I don't want to jump into any discourse. I do however want to point out one misconception about dishwashers with the disposal blade versus a manual filter: all "self-cleaning" chopper equipped dishwashers *still* filter the water. At least, this is true for any Whirlpool built machine since at least the mid 90's. The PowerClean platform is touted by many to still be one of the best dishwashers to have graced the planet, and it also fully filters the wash water as well, because of the mesh accumulator chamber under the wash arm. The soil is spun out with centrifugal force and some of the water pressure is directed straight into that filter chamber through a small passage inside the impeller chamber, much the same way a Dyson cyclonic vacuum spins the dirt out of the air inside the cones. This is also true for the Voyager and now the new Maytag platform that derives from the GlobalWash design of the current manual-filter WPs, KitchenAids, and Kenmores. The current Maytag's accumulator is housed under the wash arm above the spot the manual filter would normally sit, and in all mentioned machines, the drain pump pulls straight from that chamber, pulling the soil out.

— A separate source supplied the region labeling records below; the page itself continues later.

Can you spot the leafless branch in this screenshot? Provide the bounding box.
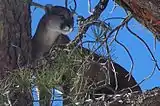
[126,23,160,71]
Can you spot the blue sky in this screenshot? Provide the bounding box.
[32,0,160,106]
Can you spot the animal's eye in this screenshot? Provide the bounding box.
[61,24,70,31]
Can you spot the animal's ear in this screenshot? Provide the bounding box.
[45,4,54,13]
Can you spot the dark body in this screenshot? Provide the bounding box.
[32,6,141,106]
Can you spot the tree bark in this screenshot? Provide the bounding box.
[0,0,32,106]
[115,0,160,41]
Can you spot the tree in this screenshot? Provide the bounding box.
[0,0,32,106]
[0,0,160,106]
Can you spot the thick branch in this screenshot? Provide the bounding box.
[115,0,160,40]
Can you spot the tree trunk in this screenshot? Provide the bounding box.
[0,0,32,106]
[115,0,160,40]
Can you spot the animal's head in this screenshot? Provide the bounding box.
[42,5,74,35]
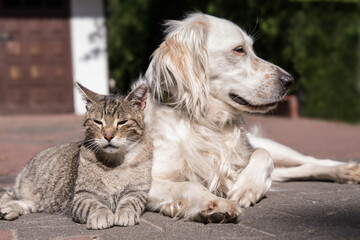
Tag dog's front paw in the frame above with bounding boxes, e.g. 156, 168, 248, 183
86, 208, 114, 229
334, 162, 360, 183
0, 200, 36, 221
0, 204, 21, 221
115, 208, 140, 227
193, 198, 241, 223
227, 149, 273, 207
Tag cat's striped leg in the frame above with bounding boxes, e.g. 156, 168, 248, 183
71, 194, 114, 229
0, 191, 37, 220
115, 191, 148, 226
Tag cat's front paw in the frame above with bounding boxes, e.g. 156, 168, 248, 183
86, 208, 114, 229
115, 208, 139, 227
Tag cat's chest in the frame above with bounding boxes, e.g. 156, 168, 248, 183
78, 157, 132, 195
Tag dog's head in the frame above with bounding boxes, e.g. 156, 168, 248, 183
145, 13, 294, 119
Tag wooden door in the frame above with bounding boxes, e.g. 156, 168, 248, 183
0, 0, 73, 114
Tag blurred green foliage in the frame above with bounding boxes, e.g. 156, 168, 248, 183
106, 0, 360, 122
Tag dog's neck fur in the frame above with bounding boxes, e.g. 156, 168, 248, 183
145, 94, 253, 196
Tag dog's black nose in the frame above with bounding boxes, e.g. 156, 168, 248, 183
280, 74, 294, 88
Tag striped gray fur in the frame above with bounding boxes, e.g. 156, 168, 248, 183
0, 84, 152, 229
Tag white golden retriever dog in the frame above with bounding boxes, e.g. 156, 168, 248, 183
141, 13, 360, 223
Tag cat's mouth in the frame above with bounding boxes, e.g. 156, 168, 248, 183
104, 144, 118, 149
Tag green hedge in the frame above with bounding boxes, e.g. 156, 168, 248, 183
106, 0, 360, 122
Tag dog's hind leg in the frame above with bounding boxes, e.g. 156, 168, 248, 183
147, 179, 241, 223
248, 135, 360, 183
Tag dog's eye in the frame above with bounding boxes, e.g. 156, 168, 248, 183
233, 47, 246, 55
94, 120, 102, 125
118, 120, 128, 126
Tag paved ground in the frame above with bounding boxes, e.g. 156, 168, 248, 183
0, 115, 360, 240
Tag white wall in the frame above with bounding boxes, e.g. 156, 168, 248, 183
70, 0, 109, 115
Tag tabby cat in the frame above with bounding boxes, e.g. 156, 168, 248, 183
0, 83, 152, 229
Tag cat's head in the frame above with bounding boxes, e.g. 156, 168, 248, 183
76, 83, 148, 153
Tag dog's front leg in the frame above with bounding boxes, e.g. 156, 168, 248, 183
147, 179, 241, 223
228, 148, 274, 207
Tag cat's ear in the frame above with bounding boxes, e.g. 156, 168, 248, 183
125, 83, 148, 111
75, 82, 102, 103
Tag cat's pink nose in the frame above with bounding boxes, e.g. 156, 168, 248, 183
104, 133, 114, 142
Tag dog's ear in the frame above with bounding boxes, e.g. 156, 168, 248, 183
75, 82, 104, 104
146, 13, 209, 116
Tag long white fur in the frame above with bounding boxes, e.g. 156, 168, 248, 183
141, 13, 360, 222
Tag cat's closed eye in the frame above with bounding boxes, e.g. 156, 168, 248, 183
118, 119, 128, 126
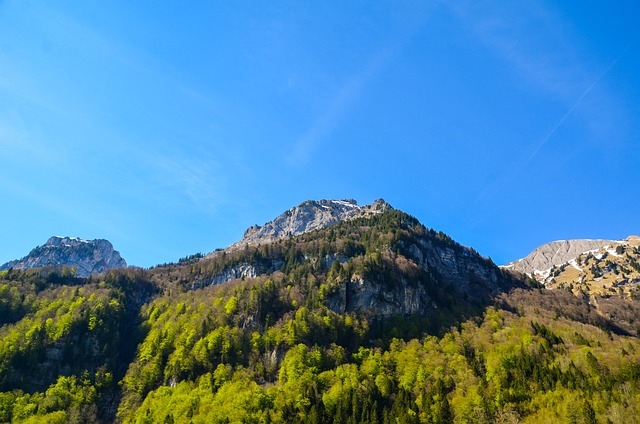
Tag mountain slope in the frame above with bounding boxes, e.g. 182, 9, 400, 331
505, 239, 613, 274
0, 202, 640, 424
216, 199, 393, 250
0, 236, 127, 277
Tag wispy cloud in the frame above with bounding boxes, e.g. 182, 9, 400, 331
449, 2, 626, 200
287, 48, 396, 165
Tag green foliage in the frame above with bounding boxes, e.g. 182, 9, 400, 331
0, 211, 640, 423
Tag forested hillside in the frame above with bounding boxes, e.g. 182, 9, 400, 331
0, 211, 640, 423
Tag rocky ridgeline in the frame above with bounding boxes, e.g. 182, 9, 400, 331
0, 236, 127, 277
504, 239, 615, 274
214, 199, 393, 253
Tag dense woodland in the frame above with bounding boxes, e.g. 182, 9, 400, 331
0, 211, 640, 424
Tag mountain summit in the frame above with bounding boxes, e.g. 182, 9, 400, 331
219, 199, 393, 250
0, 236, 127, 277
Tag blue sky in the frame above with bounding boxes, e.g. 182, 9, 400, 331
0, 0, 640, 267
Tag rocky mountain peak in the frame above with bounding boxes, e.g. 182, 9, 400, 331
222, 199, 393, 250
0, 236, 127, 277
504, 239, 614, 274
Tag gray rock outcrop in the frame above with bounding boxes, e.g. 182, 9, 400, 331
504, 239, 615, 274
0, 236, 127, 277
216, 199, 393, 255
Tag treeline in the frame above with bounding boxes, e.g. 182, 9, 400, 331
0, 211, 640, 424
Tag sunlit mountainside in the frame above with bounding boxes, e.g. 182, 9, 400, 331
0, 200, 640, 423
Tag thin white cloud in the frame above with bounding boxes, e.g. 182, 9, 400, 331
447, 2, 626, 200
287, 48, 395, 165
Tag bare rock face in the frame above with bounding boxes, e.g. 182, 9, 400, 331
504, 239, 614, 274
0, 236, 127, 277
220, 199, 393, 250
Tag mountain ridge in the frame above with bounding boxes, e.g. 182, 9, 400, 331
207, 198, 393, 256
0, 236, 127, 277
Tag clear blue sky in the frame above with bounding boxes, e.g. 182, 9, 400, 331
0, 0, 640, 267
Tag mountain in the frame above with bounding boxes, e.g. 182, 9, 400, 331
0, 236, 127, 277
504, 239, 614, 274
216, 199, 393, 250
513, 236, 640, 296
0, 200, 640, 424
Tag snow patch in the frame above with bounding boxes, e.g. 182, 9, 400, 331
331, 200, 359, 208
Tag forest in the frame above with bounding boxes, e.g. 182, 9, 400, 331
0, 211, 640, 424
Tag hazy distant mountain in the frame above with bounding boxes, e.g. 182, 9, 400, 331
504, 236, 640, 296
0, 200, 640, 423
0, 236, 127, 277
505, 239, 613, 274
218, 199, 393, 250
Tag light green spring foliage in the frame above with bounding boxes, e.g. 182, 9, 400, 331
0, 213, 640, 424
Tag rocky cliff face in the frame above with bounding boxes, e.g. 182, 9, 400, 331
506, 236, 640, 298
504, 239, 614, 274
327, 230, 522, 317
0, 236, 127, 277
219, 199, 393, 250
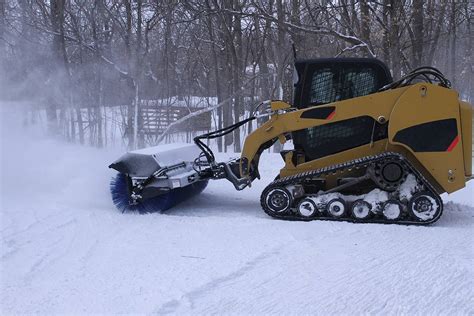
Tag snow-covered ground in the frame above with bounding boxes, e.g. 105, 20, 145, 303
0, 111, 474, 315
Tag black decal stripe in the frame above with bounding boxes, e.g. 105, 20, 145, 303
300, 106, 336, 120
393, 118, 458, 152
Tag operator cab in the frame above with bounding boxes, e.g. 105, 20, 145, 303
292, 58, 392, 161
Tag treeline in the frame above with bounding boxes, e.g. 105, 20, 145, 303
0, 0, 474, 151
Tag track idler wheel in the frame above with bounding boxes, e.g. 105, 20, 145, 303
382, 200, 403, 221
326, 198, 346, 218
261, 187, 293, 215
351, 200, 372, 219
408, 191, 442, 222
369, 158, 408, 192
297, 198, 319, 218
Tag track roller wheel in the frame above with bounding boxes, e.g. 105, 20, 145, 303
351, 199, 372, 219
382, 200, 403, 221
326, 198, 346, 218
297, 198, 318, 218
261, 187, 293, 215
408, 191, 442, 222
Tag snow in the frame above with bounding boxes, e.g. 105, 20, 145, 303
0, 116, 474, 314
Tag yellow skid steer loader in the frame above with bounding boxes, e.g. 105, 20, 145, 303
110, 58, 472, 225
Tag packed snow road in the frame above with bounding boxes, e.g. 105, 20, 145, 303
0, 123, 474, 315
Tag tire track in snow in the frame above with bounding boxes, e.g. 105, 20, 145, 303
152, 246, 283, 315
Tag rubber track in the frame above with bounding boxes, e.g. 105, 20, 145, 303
260, 152, 443, 225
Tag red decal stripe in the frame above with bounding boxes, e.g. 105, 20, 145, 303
446, 135, 459, 151
326, 110, 336, 120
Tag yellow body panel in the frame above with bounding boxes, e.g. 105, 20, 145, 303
241, 83, 472, 193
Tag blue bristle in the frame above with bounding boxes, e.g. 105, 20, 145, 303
110, 173, 208, 213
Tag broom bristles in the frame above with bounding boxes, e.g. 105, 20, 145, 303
110, 173, 208, 213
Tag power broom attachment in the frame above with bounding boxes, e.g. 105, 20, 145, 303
109, 145, 208, 213
109, 116, 258, 213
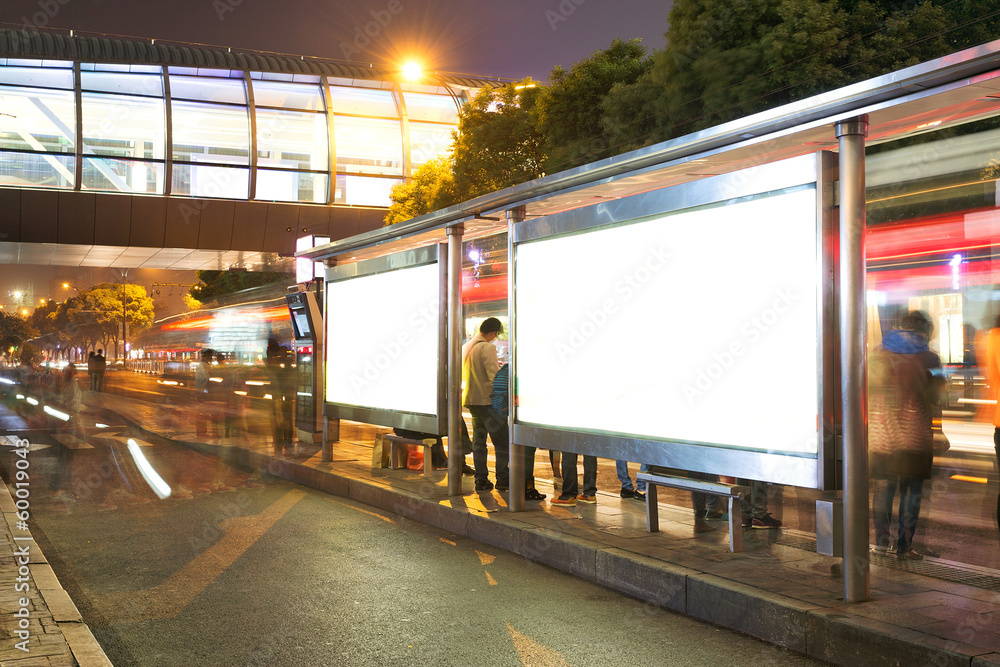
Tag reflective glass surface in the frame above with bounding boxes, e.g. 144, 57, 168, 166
171, 164, 250, 199
333, 116, 403, 176
253, 81, 326, 111
0, 67, 73, 89
865, 119, 1000, 568
0, 152, 76, 188
0, 86, 76, 153
80, 72, 163, 97
403, 93, 458, 124
83, 93, 166, 160
333, 174, 403, 207
256, 169, 330, 204
256, 109, 330, 170
409, 121, 456, 171
83, 157, 164, 194
171, 102, 250, 165
170, 74, 247, 104
330, 86, 399, 118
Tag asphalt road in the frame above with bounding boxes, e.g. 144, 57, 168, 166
1, 422, 820, 667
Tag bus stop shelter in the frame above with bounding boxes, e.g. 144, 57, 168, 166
298, 41, 1000, 601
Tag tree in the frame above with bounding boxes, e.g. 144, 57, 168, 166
452, 78, 545, 201
538, 39, 653, 174
385, 155, 456, 225
603, 0, 972, 151
70, 283, 153, 360
0, 310, 38, 356
188, 271, 295, 303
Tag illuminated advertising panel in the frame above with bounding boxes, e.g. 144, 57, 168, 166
513, 156, 829, 486
326, 248, 442, 433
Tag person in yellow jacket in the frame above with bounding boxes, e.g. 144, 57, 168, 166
462, 317, 510, 491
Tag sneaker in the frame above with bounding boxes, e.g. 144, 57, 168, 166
524, 489, 545, 500
743, 512, 781, 528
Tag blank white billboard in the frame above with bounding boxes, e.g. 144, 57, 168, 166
326, 264, 440, 415
514, 185, 820, 455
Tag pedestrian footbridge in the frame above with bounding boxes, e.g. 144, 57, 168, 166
0, 29, 496, 269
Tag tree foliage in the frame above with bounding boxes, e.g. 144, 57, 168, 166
0, 310, 38, 353
65, 283, 154, 348
452, 79, 545, 201
602, 0, 1000, 152
537, 39, 653, 173
385, 155, 457, 225
188, 271, 295, 303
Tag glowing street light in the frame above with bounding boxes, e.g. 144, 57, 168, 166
403, 60, 421, 81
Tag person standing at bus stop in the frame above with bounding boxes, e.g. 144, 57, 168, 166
462, 317, 510, 491
986, 317, 1000, 531
868, 315, 934, 560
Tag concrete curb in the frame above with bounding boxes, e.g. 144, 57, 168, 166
0, 474, 111, 667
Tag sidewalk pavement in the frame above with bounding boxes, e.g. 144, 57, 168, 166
0, 460, 111, 667
45, 394, 1000, 667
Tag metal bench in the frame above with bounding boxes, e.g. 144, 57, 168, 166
635, 472, 750, 553
383, 433, 437, 479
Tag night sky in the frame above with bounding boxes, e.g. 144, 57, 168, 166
0, 0, 670, 81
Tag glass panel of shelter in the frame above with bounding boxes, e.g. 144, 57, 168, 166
866, 118, 1000, 568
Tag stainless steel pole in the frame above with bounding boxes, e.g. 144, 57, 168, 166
448, 225, 465, 496
836, 116, 871, 602
507, 206, 526, 512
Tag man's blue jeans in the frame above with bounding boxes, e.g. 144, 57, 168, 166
615, 461, 649, 493
872, 477, 924, 553
468, 405, 510, 484
559, 452, 597, 498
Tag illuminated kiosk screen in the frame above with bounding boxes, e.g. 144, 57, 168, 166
292, 308, 312, 339
326, 263, 440, 415
515, 185, 819, 456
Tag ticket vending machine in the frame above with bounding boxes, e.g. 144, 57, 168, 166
285, 292, 323, 444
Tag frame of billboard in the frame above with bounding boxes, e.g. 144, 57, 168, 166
324, 245, 448, 434
510, 153, 839, 489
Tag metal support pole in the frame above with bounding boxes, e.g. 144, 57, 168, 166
448, 225, 465, 496
507, 206, 527, 512
836, 116, 871, 602
320, 416, 340, 463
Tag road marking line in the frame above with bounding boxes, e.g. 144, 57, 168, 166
951, 475, 990, 484
506, 623, 573, 667
95, 489, 306, 624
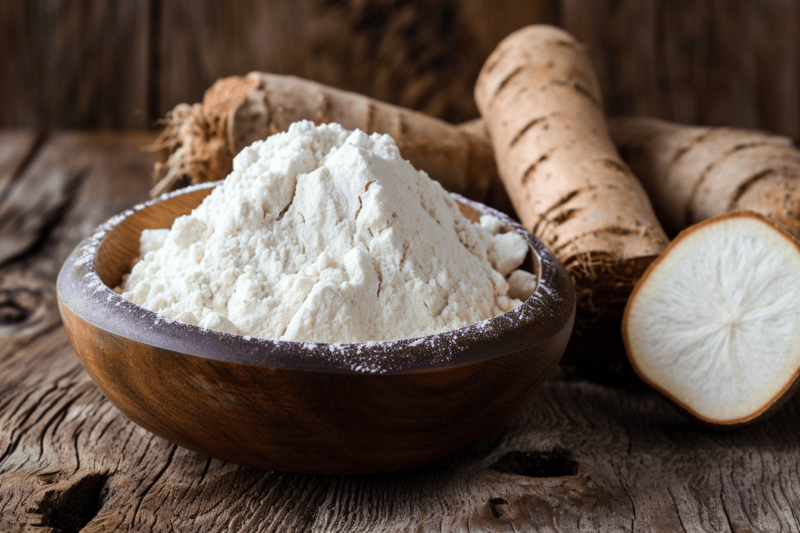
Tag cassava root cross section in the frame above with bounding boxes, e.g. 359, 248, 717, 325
151, 72, 505, 207
622, 211, 800, 427
475, 26, 667, 320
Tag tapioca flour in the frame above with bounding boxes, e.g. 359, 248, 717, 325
120, 121, 536, 342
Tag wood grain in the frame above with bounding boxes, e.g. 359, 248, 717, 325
0, 133, 800, 532
560, 0, 800, 138
0, 0, 150, 128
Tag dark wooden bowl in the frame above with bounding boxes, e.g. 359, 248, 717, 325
58, 184, 575, 474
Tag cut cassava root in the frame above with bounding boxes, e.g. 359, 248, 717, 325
622, 212, 800, 427
476, 26, 667, 323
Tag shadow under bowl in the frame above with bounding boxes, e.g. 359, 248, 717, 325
57, 184, 575, 474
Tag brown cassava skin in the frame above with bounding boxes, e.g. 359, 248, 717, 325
152, 72, 504, 203
476, 25, 667, 320
609, 117, 800, 237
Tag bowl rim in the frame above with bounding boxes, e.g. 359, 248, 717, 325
57, 181, 576, 374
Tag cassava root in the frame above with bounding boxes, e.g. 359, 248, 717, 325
476, 26, 667, 316
151, 72, 505, 207
609, 117, 800, 237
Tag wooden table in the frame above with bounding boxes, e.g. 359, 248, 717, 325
0, 131, 800, 532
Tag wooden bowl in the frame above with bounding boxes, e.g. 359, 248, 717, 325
58, 184, 575, 474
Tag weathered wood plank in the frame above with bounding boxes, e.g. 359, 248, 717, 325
0, 0, 150, 128
560, 0, 800, 137
159, 0, 553, 122
0, 133, 800, 532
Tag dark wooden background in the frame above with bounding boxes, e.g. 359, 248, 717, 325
0, 0, 800, 138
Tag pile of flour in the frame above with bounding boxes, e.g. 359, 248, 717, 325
118, 121, 536, 342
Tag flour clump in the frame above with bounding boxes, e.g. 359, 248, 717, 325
119, 121, 535, 342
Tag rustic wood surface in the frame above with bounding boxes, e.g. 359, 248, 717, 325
0, 0, 800, 138
0, 132, 800, 532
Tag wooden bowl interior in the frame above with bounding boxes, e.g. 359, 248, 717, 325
94, 188, 214, 289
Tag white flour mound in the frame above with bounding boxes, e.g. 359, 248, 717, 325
120, 121, 535, 342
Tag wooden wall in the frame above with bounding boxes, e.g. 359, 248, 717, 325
6, 0, 800, 138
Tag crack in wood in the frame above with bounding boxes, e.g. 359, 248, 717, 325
32, 473, 110, 533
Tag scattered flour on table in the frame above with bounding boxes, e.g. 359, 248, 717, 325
118, 121, 536, 342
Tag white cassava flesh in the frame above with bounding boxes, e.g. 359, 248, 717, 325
622, 212, 800, 426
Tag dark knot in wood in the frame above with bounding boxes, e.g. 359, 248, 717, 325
489, 448, 578, 478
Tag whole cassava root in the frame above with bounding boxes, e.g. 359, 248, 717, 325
609, 117, 800, 237
151, 72, 505, 203
476, 26, 667, 317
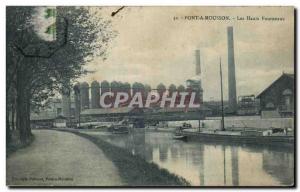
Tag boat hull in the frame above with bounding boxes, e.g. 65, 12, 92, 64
183, 131, 295, 147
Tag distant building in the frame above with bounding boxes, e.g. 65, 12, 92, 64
257, 73, 295, 117
30, 96, 75, 128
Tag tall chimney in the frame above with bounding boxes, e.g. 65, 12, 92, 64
195, 50, 201, 75
227, 26, 237, 113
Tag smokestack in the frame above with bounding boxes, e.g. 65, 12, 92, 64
195, 50, 201, 75
227, 26, 237, 113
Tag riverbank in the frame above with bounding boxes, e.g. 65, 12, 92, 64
6, 130, 34, 158
64, 131, 190, 186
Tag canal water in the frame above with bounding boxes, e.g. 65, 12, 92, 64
85, 131, 294, 186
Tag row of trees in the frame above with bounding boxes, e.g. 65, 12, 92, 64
6, 6, 115, 143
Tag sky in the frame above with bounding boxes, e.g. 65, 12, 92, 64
80, 7, 294, 101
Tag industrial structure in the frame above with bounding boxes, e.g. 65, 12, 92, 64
257, 73, 295, 117
227, 26, 237, 114
186, 50, 203, 104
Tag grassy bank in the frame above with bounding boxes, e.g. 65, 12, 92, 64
6, 135, 34, 157
68, 132, 190, 186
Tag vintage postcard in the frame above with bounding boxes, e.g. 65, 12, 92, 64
6, 6, 296, 187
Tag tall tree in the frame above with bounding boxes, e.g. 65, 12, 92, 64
6, 7, 115, 142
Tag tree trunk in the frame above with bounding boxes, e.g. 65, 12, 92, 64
6, 109, 11, 144
16, 72, 31, 143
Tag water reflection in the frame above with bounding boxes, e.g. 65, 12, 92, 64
88, 130, 294, 186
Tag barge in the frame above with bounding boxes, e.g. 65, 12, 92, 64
182, 129, 295, 147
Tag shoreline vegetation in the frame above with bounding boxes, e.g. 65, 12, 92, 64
58, 130, 191, 186
6, 134, 35, 158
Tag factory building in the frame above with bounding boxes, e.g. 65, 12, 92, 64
80, 82, 90, 109
91, 81, 100, 109
257, 73, 295, 117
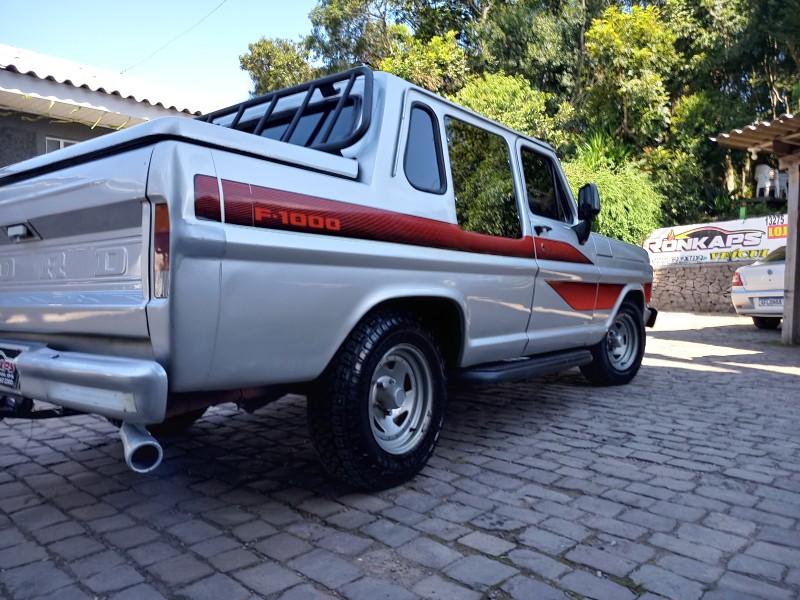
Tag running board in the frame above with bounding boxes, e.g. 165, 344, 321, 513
456, 349, 592, 385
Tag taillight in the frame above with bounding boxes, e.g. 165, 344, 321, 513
153, 204, 169, 298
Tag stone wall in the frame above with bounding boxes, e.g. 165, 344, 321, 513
651, 262, 749, 313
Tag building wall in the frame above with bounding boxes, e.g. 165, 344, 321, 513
0, 110, 112, 167
652, 262, 750, 313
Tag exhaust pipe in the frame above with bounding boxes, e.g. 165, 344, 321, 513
119, 422, 164, 473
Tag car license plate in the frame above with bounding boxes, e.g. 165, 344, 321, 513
0, 347, 20, 390
758, 296, 783, 306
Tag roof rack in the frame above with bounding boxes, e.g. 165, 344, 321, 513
197, 67, 373, 152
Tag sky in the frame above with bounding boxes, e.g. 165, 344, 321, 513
0, 0, 316, 112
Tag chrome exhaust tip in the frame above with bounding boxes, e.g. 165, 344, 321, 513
119, 423, 164, 473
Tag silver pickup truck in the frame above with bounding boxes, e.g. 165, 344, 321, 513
0, 68, 656, 489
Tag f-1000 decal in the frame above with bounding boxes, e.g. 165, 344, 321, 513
195, 175, 590, 262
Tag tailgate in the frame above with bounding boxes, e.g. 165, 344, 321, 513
0, 147, 152, 340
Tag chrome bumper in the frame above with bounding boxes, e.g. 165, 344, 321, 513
0, 339, 167, 424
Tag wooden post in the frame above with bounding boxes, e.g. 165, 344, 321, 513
780, 154, 800, 344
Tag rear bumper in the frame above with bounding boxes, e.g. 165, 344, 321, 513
0, 339, 167, 424
644, 306, 658, 327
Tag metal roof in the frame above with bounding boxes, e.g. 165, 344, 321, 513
711, 114, 800, 154
0, 44, 203, 128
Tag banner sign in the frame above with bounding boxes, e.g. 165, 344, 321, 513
642, 215, 789, 268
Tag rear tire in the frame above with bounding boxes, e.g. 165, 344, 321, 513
753, 317, 781, 329
307, 311, 447, 490
581, 300, 645, 385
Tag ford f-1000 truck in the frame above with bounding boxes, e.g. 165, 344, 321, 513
0, 68, 656, 489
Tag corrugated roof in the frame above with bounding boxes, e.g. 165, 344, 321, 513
0, 44, 203, 115
711, 114, 800, 154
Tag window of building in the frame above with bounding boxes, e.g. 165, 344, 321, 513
403, 104, 445, 194
45, 136, 78, 154
445, 117, 522, 238
522, 148, 572, 223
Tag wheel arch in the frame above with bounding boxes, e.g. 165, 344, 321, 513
364, 296, 465, 369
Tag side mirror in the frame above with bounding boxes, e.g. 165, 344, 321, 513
572, 183, 600, 245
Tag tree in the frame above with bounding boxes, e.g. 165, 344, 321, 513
306, 0, 398, 73
454, 72, 571, 146
586, 5, 679, 148
239, 38, 315, 96
378, 25, 467, 94
563, 134, 664, 245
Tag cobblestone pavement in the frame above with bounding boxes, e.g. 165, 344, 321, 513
0, 313, 800, 600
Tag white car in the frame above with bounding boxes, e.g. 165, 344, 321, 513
731, 246, 786, 329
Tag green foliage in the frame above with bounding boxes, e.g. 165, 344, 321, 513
453, 72, 571, 146
306, 0, 399, 73
586, 5, 678, 145
563, 152, 664, 245
378, 25, 467, 94
239, 38, 314, 96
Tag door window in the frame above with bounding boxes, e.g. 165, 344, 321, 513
445, 117, 522, 238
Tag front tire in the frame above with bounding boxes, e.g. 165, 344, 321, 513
308, 312, 447, 490
581, 300, 645, 385
753, 317, 781, 329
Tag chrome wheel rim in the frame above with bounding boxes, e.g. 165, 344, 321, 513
606, 313, 639, 371
369, 344, 433, 454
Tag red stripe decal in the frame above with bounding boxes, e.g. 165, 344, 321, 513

I will agree that if care is not taken to avoid letting fibrous foods like celery, or labels/stickers and toothpicks fall in, the screen behind the blade will get clogged. Absolutely. But I will also say that it almost takes deliberate negligence to get to that point. The pic I posted is pretty extreme, I've never seen one like this on a Voyager. But the Kenmore Elite-Voyager machine my grandparent's had, before I gave them the slightly famous-to-this-site WP 920 model, had a fair amount of crud around the outer edges of that screen. Nothing that affected performance, but after around five years of use, that was the result.
If you do choose/have chosen the Maytag machine, I don't think you'll have a bit of problem so long as common sense is used loading it. As with most things during the internet era, if there were wide spread problems with them after all these years with this design, you'd have heard about it, and they would have absolutely abandoned and shifted the Maytags to the manual filter design by now and wouldn't be selling them like they do.